Stacked Insights Newsletter, 11.23.21

Should you abandon Ethereum?

Last week, Three Arrows Capital CEO Zhu Su kicked the hornet’s nest when he stated he was walking away from Ethereum. In his opinion, Ethereum gas fees have priced out the majority of retail users because developers have acted too slowly in upgrading the network’s capacity.

Ethereum 2.0 represents the long-awaited switch from proof of work consensus to proof of stake. The move will make Ethereum orders of magnitude more energy-efficient while increasing network throughput several hundred times using sharding technology.

However, the move to ETH 2.0 has been dogged by factional infighting between key Ethereum developer teams causing perpetually delayed milestones. In the here and now, demand for Ethereum is at all-time highs — a fact evidenced by the $300+ transaction fees that show no sign of abating.

That’s why Su — along with other influencers — are coming out of the woodwork to claim they’ve left the Ethereum ecosystem for good and are now all in on other Layer 1 blockchains.

The L1 space heats up

The chains generating the most support at the moment are Solana, Polkadot, Avalanche, and Tezos, but several lesser-known networks are waiting in the wings.

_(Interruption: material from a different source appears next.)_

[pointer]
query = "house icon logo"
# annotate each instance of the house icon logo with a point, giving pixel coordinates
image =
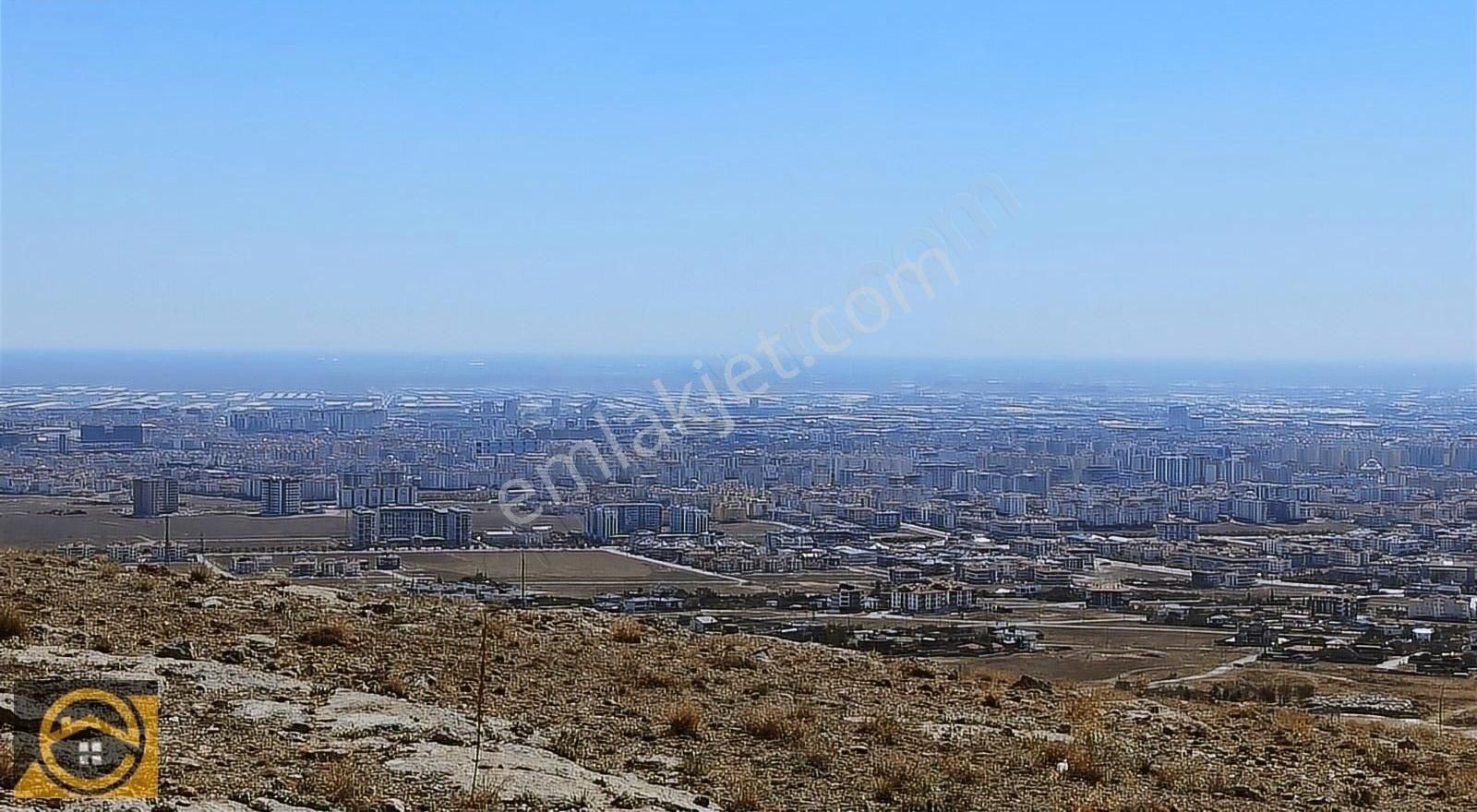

Those include Oasis, Kadena, Near Protocol, and even the interoperable ICON network.

Of those names, only Solana, Polkadot, Avalanche, and Oasis have fully deployed mainnets along with decentralized exchanges, EVM compatible tools, and vibrant DeFi + NFT markets. However, the question ultimately boils down to whether that’s enough to walk away from Ethereum, the world’s most liquid, adopted, and asset-rich blockchain.

But L2s can save Ethereum

What Zhu Su and others forget when they throw mud at Ethereum is that effective Layer 2 scaling solutions already exist with fully deployed applications + billions of dollars worth in TVL. For examples, look no further than Polygon, Loopring, Arbitrum, Optimism, and Immutable X.

Because of L2s, it’s simply too hasty to walk away from Ethereum, especially when one can also bridge Ethereum assets to other more scalable chains like Fantom. Heck, you can bridge Ethereum assets to Solana and Avalanche too.

Instead of abandoning Ethereum, we advocate experimenting with other blockchains to see how they work and what’s available on them. On Tezos, you’ll find an incredible wealth of fine art NFTs while on Solana there’s DeFi and gaming. The future is multichain, so it makes perfect sense to get adjusted now.

But it’s likely that Ethereum will always sit at the head of the table when it comes to L1s — especially when ETH 2.0 rolls around. So, don’t walk away just yet.